2017 Report on International Religious Freedom - Chile

Executive Summary

The constitution provides for freedom of conscience and worship. The law prohibits religious discrimination. Religion and state are officially separate. The National Office of Religious Affairs (ONAR), an executive government agency, is charged with facilitating communication between faith communities and the government and ensuring the rights of religious minorities are protected. Catholic and Episcopalian leaders condemned the Constitutional Court’s August decision to partially lift the country’s total ban on abortions, stating that permitting abortions was unconstitutional and violated their religious beliefs. Christian Solidarity Worldwide (CSW) reported arsonists burned down eight churches in the Araucania Region between January and October, following more than 10 similar incidents the previous year. No one was hurt in the attacks.

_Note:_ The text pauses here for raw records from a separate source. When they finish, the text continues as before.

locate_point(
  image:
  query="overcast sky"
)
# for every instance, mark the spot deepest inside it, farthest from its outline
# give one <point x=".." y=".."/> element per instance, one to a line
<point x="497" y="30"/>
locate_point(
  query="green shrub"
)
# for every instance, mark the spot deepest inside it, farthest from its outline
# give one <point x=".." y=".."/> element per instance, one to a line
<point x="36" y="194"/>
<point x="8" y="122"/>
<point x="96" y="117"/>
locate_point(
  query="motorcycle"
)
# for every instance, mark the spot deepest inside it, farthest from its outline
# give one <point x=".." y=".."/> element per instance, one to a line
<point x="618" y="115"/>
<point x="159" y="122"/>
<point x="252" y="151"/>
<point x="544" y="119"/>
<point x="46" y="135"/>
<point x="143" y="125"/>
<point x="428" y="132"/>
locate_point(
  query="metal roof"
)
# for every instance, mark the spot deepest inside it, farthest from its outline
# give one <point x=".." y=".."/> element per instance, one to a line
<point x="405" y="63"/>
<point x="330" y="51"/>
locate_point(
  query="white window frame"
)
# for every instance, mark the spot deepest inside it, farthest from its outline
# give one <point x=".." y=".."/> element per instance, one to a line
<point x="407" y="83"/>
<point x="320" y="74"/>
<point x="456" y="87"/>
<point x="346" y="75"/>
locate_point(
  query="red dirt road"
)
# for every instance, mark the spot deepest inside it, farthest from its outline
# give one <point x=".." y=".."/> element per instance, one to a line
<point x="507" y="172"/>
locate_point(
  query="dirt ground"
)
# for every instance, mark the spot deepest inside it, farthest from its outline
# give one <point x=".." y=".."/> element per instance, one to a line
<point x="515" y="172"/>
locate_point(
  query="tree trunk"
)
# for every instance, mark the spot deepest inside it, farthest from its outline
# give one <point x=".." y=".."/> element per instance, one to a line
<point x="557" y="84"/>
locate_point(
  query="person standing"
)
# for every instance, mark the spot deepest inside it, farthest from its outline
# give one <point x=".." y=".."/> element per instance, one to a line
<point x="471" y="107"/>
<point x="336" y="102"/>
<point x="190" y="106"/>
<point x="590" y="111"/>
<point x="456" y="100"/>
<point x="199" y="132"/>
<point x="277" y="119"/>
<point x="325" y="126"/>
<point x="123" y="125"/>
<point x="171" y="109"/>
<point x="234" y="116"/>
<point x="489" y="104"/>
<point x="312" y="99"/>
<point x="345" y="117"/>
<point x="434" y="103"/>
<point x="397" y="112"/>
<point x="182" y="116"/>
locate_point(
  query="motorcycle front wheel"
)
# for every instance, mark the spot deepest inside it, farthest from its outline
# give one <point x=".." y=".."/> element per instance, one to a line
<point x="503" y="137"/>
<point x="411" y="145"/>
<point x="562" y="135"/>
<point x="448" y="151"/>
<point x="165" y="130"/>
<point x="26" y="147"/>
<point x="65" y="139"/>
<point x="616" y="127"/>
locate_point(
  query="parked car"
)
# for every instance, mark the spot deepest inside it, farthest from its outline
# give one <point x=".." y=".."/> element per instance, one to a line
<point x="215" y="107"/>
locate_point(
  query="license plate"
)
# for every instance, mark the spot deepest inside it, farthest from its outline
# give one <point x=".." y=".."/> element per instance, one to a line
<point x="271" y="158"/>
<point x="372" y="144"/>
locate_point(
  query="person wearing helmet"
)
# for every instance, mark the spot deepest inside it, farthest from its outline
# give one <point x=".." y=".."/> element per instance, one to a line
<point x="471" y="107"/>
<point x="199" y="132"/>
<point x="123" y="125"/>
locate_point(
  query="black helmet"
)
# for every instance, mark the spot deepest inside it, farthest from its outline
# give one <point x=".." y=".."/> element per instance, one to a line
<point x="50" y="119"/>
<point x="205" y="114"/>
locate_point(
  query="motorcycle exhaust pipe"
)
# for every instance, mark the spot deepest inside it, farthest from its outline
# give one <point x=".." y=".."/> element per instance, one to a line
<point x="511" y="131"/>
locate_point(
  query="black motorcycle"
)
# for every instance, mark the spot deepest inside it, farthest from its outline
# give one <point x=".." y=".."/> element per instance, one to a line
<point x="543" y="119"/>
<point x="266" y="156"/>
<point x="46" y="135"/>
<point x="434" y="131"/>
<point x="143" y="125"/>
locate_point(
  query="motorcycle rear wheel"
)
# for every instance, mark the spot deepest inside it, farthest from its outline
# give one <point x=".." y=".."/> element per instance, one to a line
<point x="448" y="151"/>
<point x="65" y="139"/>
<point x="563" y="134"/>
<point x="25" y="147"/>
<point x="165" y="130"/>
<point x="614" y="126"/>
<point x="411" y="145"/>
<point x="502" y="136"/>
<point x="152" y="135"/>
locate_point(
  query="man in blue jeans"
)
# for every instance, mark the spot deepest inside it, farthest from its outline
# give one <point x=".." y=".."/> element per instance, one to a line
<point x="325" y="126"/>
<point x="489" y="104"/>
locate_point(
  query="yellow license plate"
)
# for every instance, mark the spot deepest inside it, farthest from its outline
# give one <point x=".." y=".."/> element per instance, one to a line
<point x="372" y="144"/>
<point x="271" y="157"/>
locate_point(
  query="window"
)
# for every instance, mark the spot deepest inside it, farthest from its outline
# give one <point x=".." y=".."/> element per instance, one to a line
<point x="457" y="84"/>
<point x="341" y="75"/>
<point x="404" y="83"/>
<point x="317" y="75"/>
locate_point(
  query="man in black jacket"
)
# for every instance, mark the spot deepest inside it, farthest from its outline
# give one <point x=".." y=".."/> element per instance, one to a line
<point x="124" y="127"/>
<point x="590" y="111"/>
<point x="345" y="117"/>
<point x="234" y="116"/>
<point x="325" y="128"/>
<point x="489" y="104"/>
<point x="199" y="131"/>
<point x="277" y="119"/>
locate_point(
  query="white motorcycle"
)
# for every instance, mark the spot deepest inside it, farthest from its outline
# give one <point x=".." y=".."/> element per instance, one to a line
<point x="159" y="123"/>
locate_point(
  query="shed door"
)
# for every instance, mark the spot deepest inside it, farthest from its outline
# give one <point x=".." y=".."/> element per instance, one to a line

The regional government announced in April it would help to reconstruct the destroyed churches. In August after ONAR’s intervention, representatives of the Catholic and Protestant faiths signed an agreement with the Chilean Timber Association (CORMA) under which CORMA provided materials to rebuild the churches. In June ONAR published the first edition of an ethics code to facilitate a dialogue of mutual understanding among the country’s religious communities, public and private entities, labor leaders, and civil society. With the stated goal of facilitating civil society input, ONAR continued to meet regularly with its Interfaith Advisory Council to facilitate interreligious dialogue between religious and government leaders, including holding meetings with indigenous groups, religious minorities, and civil society leaders.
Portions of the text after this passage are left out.